Als vor mehr als 25 Jahren der erste Band des Jahrbuchs für Erotik Mein heimliches Auge erschien, hatten endlich alle stolz polysexuell Perversen ein Medium gefunden. Auch Schwules fand sich von der ersten Ausgabe an in diesem queeren Sammelwerk, das schon Geschlechts- und Gendergrenzen in Frage stellte, bevor es dafür das akademische Label gab. Der große Erfolg der Anthologie, die von Jahr zu Jahr in Auflage und Umfang wuchs, ließ den Tübinger konkursbuch Verlag von Claudia Gehrke neue Geschäftsideen entwickeln und so gibt es seit einigen Jahren regelmäßig mein lesbisches Auge und Mein schwules Auge, das auch in diesem Jahr von den schon bewährten Herausgeberteam Axel Schock für die Texte und Rinaldo Hopf für die Bilder zusammengestellt wurde. Wie immer ist die Mischung auf den ersten Blick bunt, Essays stehen neben pornografischen Texten, Comics neben schicker Aktfotografie, eingestreute Gedichte, Collagen, Pornobilder,… – die einzige zusammenhaltende Klammer ist schwuler Sex in seinen vielgestaltigen Varianten von hart bis zart, von kerlig bis queer, von SM bis zu lustvollen Erinnerungen an vergangene Zeiten. So erinnert sich Rinaldo Hopf an Cruising-Ausflüge in den frühen 1980er Jahren, die ihn in die Parks der Welt führten, oder Christoph Klimke erinnert wieder einmal an den heute wieder mehr denn je aktuellen Konsumkritiker Pier Paolo Pasolini, oder Dino Heicker lässt schwule Vampire wieder auferstehen.
Bekannte Autoren wie Fabian Kaden, Rosa von Praunheim, Peter Rehberg oder Mario Wirz stehen neben neuen Namen, gemeinsam ist ihnen, dass alle Texte Erstveröffentlichungen sind oder für Mein schwules Auge geschrieben wurden. Ähnlich bei den Illustrationen, die eigenständig neben den Texten stehen und manchmal einen interessanten inhaltlichen Gleichklang, dann aber auch wieder einen spannenden Gegensatz zu den nebenstehenden Texten darstellen.

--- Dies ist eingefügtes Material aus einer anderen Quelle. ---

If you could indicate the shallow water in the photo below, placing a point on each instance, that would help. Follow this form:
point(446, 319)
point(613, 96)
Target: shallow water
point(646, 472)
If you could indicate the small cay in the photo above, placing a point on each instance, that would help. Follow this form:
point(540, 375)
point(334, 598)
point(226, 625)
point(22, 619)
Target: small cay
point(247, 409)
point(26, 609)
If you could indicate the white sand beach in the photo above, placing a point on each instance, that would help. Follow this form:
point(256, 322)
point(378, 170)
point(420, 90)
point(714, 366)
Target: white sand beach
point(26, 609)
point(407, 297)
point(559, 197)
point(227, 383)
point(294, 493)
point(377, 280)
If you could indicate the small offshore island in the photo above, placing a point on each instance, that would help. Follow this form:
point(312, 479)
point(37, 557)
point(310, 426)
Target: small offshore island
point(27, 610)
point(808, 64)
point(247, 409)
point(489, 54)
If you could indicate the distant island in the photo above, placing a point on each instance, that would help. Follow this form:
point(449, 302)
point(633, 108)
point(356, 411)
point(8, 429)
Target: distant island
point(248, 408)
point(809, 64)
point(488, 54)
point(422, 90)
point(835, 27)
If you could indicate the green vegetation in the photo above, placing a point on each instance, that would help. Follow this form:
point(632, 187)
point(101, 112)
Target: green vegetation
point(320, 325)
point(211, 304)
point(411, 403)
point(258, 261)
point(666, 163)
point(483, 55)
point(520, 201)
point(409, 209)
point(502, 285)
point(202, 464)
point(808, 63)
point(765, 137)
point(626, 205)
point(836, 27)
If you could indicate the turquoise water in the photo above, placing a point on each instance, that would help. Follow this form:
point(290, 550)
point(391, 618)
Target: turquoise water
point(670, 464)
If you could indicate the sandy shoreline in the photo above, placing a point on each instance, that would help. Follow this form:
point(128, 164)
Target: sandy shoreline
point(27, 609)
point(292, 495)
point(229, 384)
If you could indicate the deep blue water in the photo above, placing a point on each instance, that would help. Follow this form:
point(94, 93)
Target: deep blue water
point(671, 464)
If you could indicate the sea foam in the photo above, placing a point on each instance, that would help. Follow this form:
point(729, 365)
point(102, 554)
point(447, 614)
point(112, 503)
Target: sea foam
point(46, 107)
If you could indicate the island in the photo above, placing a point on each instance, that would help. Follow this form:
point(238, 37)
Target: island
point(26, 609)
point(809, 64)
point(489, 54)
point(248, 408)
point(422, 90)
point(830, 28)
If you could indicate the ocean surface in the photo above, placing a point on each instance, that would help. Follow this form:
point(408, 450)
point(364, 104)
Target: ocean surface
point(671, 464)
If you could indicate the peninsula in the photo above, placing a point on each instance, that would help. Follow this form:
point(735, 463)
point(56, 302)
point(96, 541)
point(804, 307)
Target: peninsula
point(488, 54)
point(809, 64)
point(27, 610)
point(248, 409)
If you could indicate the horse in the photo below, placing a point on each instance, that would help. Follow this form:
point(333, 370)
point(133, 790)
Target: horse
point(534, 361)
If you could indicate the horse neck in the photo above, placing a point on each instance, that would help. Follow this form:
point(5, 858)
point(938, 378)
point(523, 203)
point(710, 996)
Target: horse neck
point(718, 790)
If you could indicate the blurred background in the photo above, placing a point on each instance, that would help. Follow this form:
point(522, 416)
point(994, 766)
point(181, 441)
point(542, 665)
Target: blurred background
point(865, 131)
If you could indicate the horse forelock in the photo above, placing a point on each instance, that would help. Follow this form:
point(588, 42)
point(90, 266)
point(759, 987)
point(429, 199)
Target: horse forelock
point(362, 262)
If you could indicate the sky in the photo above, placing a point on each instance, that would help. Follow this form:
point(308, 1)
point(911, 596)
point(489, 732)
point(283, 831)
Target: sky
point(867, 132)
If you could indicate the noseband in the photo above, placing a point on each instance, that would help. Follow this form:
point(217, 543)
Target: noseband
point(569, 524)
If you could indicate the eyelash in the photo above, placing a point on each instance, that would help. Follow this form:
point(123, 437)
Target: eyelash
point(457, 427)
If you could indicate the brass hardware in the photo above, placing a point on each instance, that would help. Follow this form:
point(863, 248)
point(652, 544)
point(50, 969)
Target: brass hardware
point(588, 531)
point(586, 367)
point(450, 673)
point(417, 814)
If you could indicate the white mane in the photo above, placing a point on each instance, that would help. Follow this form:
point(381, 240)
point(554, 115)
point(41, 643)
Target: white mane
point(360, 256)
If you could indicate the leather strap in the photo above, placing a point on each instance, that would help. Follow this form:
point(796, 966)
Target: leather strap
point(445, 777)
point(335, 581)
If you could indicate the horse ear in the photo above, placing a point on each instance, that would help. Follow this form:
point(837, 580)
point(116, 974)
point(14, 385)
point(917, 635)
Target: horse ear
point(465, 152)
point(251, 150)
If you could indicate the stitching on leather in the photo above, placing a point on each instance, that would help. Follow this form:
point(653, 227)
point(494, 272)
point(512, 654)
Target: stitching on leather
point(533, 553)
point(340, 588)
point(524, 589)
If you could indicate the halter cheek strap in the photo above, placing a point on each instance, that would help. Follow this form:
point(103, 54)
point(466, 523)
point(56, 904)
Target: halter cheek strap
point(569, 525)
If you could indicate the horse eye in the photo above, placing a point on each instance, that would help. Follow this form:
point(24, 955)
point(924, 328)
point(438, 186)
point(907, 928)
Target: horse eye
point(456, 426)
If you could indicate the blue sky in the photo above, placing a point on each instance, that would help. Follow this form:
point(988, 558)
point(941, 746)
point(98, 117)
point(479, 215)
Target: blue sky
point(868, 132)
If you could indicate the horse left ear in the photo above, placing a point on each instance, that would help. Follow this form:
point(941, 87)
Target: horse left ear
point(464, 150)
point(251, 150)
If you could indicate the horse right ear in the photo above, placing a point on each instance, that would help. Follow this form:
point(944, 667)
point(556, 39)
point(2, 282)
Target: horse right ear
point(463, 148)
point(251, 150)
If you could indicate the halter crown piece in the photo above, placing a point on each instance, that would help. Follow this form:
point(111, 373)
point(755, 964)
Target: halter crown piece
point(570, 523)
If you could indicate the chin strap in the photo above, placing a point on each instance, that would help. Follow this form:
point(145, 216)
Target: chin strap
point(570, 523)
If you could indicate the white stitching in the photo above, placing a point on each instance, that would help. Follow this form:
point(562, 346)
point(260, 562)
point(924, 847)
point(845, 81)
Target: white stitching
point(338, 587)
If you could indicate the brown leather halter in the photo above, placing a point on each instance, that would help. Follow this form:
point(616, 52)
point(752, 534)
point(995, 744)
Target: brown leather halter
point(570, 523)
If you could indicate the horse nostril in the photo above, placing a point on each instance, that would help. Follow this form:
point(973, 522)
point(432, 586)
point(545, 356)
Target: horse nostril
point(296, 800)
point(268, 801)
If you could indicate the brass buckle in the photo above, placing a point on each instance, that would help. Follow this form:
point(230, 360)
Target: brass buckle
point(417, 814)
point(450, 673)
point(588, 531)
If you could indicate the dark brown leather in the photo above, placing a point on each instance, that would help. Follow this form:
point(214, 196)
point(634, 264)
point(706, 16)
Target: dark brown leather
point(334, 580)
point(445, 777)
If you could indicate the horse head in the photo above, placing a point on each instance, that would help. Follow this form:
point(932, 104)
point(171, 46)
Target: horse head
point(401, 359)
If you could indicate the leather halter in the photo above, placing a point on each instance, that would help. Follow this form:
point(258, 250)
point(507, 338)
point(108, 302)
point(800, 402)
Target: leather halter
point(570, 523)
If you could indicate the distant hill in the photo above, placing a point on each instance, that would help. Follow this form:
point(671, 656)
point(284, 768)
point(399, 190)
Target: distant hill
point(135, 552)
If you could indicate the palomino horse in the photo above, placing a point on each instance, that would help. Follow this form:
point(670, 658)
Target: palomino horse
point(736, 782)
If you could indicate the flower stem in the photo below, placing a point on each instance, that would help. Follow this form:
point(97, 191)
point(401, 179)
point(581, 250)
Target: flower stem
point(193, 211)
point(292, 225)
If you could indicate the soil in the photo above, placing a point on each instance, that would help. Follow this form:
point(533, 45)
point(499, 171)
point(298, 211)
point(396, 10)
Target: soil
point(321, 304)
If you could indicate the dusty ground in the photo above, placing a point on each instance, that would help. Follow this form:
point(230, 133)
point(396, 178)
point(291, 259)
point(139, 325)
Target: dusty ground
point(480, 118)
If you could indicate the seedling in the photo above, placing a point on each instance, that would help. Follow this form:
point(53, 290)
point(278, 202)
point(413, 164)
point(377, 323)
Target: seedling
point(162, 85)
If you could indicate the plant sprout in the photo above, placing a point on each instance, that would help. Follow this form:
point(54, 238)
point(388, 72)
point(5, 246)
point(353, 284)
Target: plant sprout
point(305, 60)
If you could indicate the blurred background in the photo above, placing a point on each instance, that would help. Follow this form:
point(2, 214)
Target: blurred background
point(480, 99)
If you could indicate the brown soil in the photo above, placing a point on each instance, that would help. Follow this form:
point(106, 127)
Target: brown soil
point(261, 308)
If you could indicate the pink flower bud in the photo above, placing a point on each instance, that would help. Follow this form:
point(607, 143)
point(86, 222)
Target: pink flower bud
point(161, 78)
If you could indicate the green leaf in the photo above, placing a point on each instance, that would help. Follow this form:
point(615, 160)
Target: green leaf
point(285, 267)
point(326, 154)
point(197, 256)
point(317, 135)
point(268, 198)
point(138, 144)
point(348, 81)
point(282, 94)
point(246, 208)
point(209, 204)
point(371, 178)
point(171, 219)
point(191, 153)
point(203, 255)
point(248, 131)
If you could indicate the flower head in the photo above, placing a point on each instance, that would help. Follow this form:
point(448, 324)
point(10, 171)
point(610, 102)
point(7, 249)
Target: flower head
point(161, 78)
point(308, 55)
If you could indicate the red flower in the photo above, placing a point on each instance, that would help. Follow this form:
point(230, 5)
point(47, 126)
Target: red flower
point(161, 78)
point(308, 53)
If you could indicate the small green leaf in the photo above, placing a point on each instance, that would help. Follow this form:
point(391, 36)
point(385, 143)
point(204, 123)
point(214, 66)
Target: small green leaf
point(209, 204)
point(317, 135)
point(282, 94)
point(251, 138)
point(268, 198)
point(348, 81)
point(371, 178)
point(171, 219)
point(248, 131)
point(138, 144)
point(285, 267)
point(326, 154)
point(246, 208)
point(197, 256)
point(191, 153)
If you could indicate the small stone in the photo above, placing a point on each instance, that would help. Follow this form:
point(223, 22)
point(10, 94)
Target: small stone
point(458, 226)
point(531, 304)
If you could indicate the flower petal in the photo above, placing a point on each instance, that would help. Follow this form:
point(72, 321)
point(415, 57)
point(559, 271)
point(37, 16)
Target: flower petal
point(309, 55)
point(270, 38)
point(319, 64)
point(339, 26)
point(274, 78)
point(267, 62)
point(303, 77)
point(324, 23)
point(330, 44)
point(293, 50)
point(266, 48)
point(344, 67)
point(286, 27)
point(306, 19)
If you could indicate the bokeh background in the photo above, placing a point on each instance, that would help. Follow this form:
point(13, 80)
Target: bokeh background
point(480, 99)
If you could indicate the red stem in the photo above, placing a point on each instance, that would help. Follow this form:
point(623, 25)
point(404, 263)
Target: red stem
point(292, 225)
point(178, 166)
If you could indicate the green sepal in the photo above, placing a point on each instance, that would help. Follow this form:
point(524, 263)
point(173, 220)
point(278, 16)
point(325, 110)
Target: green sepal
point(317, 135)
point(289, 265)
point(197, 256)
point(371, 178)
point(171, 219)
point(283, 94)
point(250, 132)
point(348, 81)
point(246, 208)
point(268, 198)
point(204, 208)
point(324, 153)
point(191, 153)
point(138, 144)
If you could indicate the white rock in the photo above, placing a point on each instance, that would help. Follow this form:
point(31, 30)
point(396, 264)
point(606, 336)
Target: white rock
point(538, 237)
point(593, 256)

Auch hier ist die Liste der Namen illuster. Bruca LaBruce steht neben Anthony Gayton, „unser“ Sepp of Vienna neben dem ebenfalls in Wien lebenden Neil Curtis, der mit seinen Körperbemalungen weit über die Szene hinaus bekannt ist. Aus der Fülle an Beiträgen hervorheben möchte ich noch ein Interview mit Manvendra Singh Gohil, dem ersten Prinzen einer hinduistischen Fürstenfamilie aus dem westindischen Rajpila, der sich öffentlich zu seiner Homosexualität bekannte und der sich seither in seinem Land, in dem Schwulsein bislang ein Tabu war, gegen Homophobie und für HIV- und Aids-Prävention einsetzt. Für uns als Historiker besonders spannend war natürlich Jens Doblers Geschichte über „Muthwillige Buben im Tiergarten“, in dem er von der ersten Erwähnung von Berlins beliebtestem Cruising-Park als Begegnungsstätte schwuler Männer berichtet. Bereits im Jahr 1850 konnte man in der Allgemeinen Gerichtszeitung von „Abscheulichkeiten“ lesen, zu denen für den Autor „vor allen Dingen der unsittliche Umgang der Männer unter einander“ zählte. Hätten wir so einen Bericht über den Wiener Rathauspark! Das offene Konzept der Reihe steht dafür, dass auch sexuelle Fantasien, die abseits des sexuellen Mainstreams stehen, Aufnahme finden. Auf über 300 ausgiebig bebilderten Seiten ist dafür Platz. Ein Text irritiert allerdings. Der Herausgeber Axel Schock hat aus Verhörprotokollen des Massenmörders Fritz Haarmann einen Text gezimmert, aus mehreren Hundert Seiten hat er sich die „saftigsten“ Passagen herausgesucht. So wird aus dem Geständnis eines Knabenmörders eine SM-Phantasie, vor allem in dem Unfeld, in dem sie publiziert ist. Mögen die anderen Geschichten des Bandes noch so abgedreht sein, es handelt sich bei ihnen allen um Produkte der Fantasie. Schocks Text ist aber aus dem Geständnis realer Morde montiert. Auch wenn sich der Text durch die Grausamkeit der erzählten Mordabläufe selbst richten mag, in einem fantastischen Bilderbuch über sexuelle Fantasien hat er nichts verloren.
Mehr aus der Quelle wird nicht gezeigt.